Let's now also have a look at the original array:

In [16]:
my_array

array([ -0.54724939,  10.        ,  10.        ,  10.        ,
        -1.36232639,   1.52816418,   1.23520561, 100.        ,
         0.10066735,  -2.34165528])

**The value in the original array has changed too!**. The reason is that the slicing of the array **does not create an independent sub-array**. It is still linked to the original one. Depending on the types of modification, you might or might not encounter this problem. To be on the safe side, explicitely create a **copy** when creating a sub-array. Like that it will be independent from the original one: 

In [17]:
sub_array = my_array[7:10].copy()
sub_array[0] = 200

In [18]:
sub_array

array([ 2.00000000e+02,  1.00667355e-01, -2.34165528e+00])

In [19]:
my_array

array([ -0.54724939,  10.        ,  10.        ,  10.        ,
        -1.36232639,   1.52816418,   1.23520561, 100.        ,
         0.10066735,  -2.34165528])

## Boolean indexing

Instead of using numerical indices to extract values from the array, we can also select them by some criteria. Let's create a new random array:

In [20]:
my_array2 = np.random.normal(size=10)
my_array2

array([-1.7161294 ,  0.05616971,  0.48104343,  0.64086374,  0.21503675,
       -0.26408875,  1.53445755, -0.79749931,  1.12437233,  1.46047048])

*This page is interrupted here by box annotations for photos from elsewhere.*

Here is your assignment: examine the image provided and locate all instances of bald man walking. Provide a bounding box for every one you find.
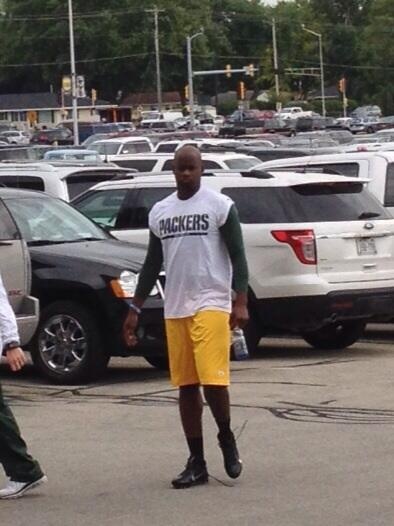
[123,146,248,489]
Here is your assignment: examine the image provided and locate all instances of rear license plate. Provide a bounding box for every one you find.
[356,237,378,256]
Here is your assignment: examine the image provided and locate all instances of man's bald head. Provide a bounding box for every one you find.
[174,145,202,198]
[174,144,202,167]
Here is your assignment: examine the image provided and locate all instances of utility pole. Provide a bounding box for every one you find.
[186,28,204,130]
[301,24,326,117]
[68,0,79,146]
[272,18,280,110]
[146,5,164,112]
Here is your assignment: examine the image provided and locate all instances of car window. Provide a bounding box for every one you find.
[268,163,360,177]
[384,163,394,206]
[6,195,108,245]
[115,188,175,230]
[0,201,20,241]
[75,189,127,227]
[202,160,222,170]
[66,170,127,201]
[313,163,360,177]
[116,159,157,172]
[156,142,178,153]
[119,141,151,154]
[89,142,120,155]
[225,157,260,170]
[222,182,390,223]
[0,175,45,192]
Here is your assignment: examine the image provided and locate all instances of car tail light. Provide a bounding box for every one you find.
[271,230,316,265]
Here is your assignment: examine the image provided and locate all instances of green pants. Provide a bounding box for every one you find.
[0,384,43,482]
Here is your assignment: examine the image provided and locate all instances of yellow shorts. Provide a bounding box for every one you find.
[165,310,230,387]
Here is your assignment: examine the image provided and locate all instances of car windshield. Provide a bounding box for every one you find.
[7,195,108,246]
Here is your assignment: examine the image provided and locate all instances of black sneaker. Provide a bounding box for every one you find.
[218,433,242,479]
[171,457,208,489]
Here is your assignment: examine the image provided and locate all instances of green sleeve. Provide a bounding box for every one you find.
[135,232,163,300]
[220,205,249,292]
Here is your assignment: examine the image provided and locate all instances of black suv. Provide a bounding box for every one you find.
[0,188,167,384]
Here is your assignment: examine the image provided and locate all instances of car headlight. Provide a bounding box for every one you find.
[111,270,159,298]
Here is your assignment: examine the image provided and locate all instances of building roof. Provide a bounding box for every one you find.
[0,92,113,111]
[120,91,182,106]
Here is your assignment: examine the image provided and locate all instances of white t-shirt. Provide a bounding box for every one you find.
[149,187,233,318]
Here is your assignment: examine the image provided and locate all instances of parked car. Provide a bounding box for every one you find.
[251,151,394,213]
[56,120,125,144]
[89,137,153,161]
[0,130,30,144]
[43,148,101,163]
[30,128,74,145]
[0,196,39,346]
[0,189,166,384]
[0,160,132,201]
[107,151,260,172]
[73,173,394,352]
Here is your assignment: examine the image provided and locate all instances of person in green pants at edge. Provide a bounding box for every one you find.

How to proceed now if we for example only want to recover the elements that are larger than 0 ?

Let's try to see what happens when we just write it down as we would in regular mathemetics:

In [21]:
my_array2 > 0

array([False,  True,  True,  True,  True, False,  True, False,  True,
        True])

We see that the output is again an array, but instead of being filled with numbers, it contains only ```False``` and ```True```. Those values also exist in plain Python and are called booleans. For example:

In [22]:
a = 3
a > 10

False

We can now create an actual boolean array:

In [23]:
bool_array = my_array2 > 0
bool_array

array([False,  True,  True,  True,  True, False,  True, False,  True,
        True])

We can now use this **boolean array** ```bool_array``` to extract values from any array of the same size. Imagine that you superpose ```bool_array``` to another array ```value_array``` and only select those values in ```value_array``` which are ```True``` in ```bool_array```. Naturally we can do this with the original array itself. Instead of passing and index ```my_array[i]``` we pass the entire ```bool_array```:

In [24]:
from IPython.display import Image
Image(url='https://github.com/guiwitz/ISDAwPython_day2/raw/master/images/logical_indexing.jpeg',width=700)

In [25]:
my_array2[bool_array] 

array([0.05616971, 0.48104343, 0.64086374, 0.21503675, 1.53445755,
       1.12437233, 1.46047048])

Naturally this output array is much smaller than the original one as it only contains the values larger than 0.

## Exercise

1. Create a numpy array with values from 0 to 10 in steps of 0.5

2. Extract the the last three elements of the array (without manually setting the array length).

3. Apply a cosine function to the array and store the output in a new array.

4. Create a boolean array telling which values in the array from (3) are smaller than 0.

5. Recover only those values in a new array via indexing.